By many accounts, Steve Jobs was a mean, ruthless SOB. He was the living incarnation of the opposite of those people who gave him his start in life, beginning with his parents, who sacrificed for his education.

That was the great tragedy of Steve Jobs. He was productive as few men ever are. He was driven internally – by what? – to serve customers well. As a driven man, he drove others. But at the start of his career were people who were not driven and who did not drive him. They let him follow his gut. They let him connect the dots at his leisure and their expense. Those forgotten people – unknown to us, but not by God – made possible his success.

Read the testimony again. Look for the central word.

It wasn’t all romantic.

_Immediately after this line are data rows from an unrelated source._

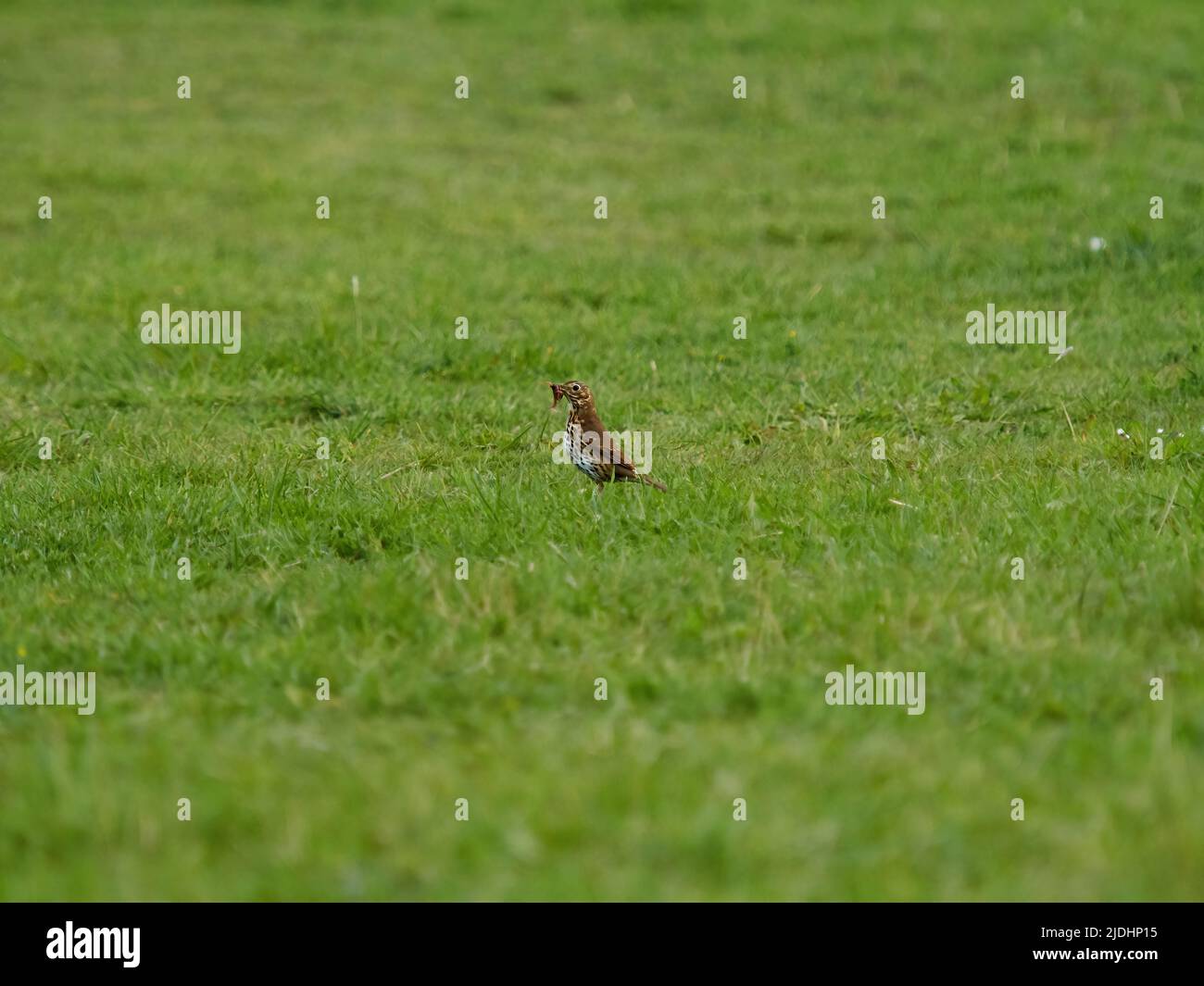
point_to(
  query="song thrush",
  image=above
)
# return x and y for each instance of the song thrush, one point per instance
(589, 445)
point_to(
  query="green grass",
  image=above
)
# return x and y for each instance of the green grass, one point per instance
(442, 449)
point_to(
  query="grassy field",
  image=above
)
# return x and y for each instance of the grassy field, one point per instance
(442, 448)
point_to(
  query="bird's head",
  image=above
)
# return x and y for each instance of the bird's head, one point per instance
(577, 393)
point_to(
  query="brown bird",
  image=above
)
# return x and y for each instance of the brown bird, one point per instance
(588, 444)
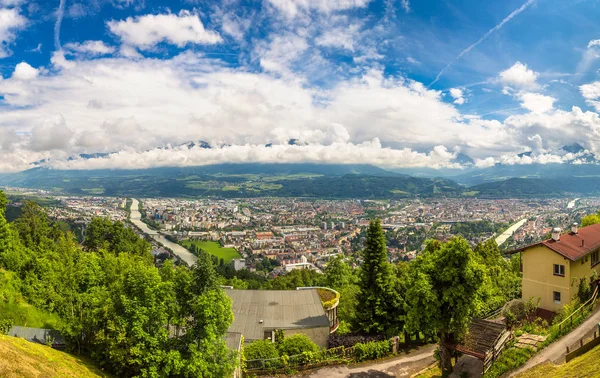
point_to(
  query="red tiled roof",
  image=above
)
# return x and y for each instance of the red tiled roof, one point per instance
(573, 246)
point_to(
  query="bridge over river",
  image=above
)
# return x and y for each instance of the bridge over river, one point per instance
(136, 218)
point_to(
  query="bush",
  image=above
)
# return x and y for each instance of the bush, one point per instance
(296, 344)
(510, 359)
(349, 340)
(260, 350)
(372, 350)
(5, 326)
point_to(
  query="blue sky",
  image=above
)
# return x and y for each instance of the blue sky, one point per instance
(396, 83)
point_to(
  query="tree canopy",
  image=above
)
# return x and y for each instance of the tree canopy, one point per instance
(444, 292)
(379, 306)
(131, 318)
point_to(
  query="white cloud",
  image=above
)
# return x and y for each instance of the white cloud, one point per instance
(23, 71)
(519, 76)
(405, 5)
(341, 37)
(11, 21)
(591, 93)
(594, 43)
(536, 102)
(341, 153)
(53, 134)
(278, 54)
(145, 32)
(92, 48)
(134, 105)
(458, 96)
(292, 8)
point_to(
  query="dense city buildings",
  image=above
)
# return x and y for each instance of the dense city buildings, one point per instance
(306, 234)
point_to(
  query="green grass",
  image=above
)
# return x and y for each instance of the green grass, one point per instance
(26, 315)
(583, 366)
(511, 359)
(213, 248)
(17, 310)
(21, 358)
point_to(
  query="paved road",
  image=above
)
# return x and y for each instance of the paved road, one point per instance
(556, 351)
(400, 367)
(178, 250)
(508, 233)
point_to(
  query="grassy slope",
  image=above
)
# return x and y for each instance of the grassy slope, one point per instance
(227, 254)
(15, 308)
(20, 358)
(587, 365)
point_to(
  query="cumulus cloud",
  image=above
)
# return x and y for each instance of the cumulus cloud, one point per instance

I didn’t have a dorm room, so I slept on the floor in friends’ rooms, I returned coke bottles for the 5¢ deposits to buy food with, and I would walk the 7 miles across town every Sunday night to get one good meal a week at the Hare Krishna temple. I loved it. And much of what I stumbled into by following my curiosity and intuition turned out to be priceless later on.

The central word is “I.” This was the paradox of Steve Jobs’ life. It was all “I,” yet to build up his own ego, he had to serve customers.

CONCLUSION

The free market made possible his economic success. The free society made possible his early life as a moocher. Voluntarism was at the heart of Steve Jobs’ success.

He absorbed others’ charity and returned the favor to others, not as charity, but as profit-seeking output. This economic system has made us all rich in the West, by any standard of pre-1850 comparison. As P. J. O’Rourke put it, “When you think of the good old days, think ‘dentistry.'”

The free market is a moral system, not because it makes men moral, but because it rewards those who serve others efficiently and penalizes those who don’t.

Steve Jobs’ personal characteristics in his economically productive years did not inspire the development of those virtues which had made his early years productive. In another economic system or social order, Steve Jobs would have made a first-class tyrant. He was far more Simon Legree than Uncle Tom. But the free market made him a giant. It let his customers make him rich. It also encouraged those who were under his verbal lash to keep on working to meet his standards.

His customers did not pay him to be nice. They paid him to deliver the goods, which he did. They did not feel his lash. They plugged and played and enjoyed the fonts.

Who knows? Maybe I’ll buy an iPad3. It had better allow the use of a PC/AT keyboard.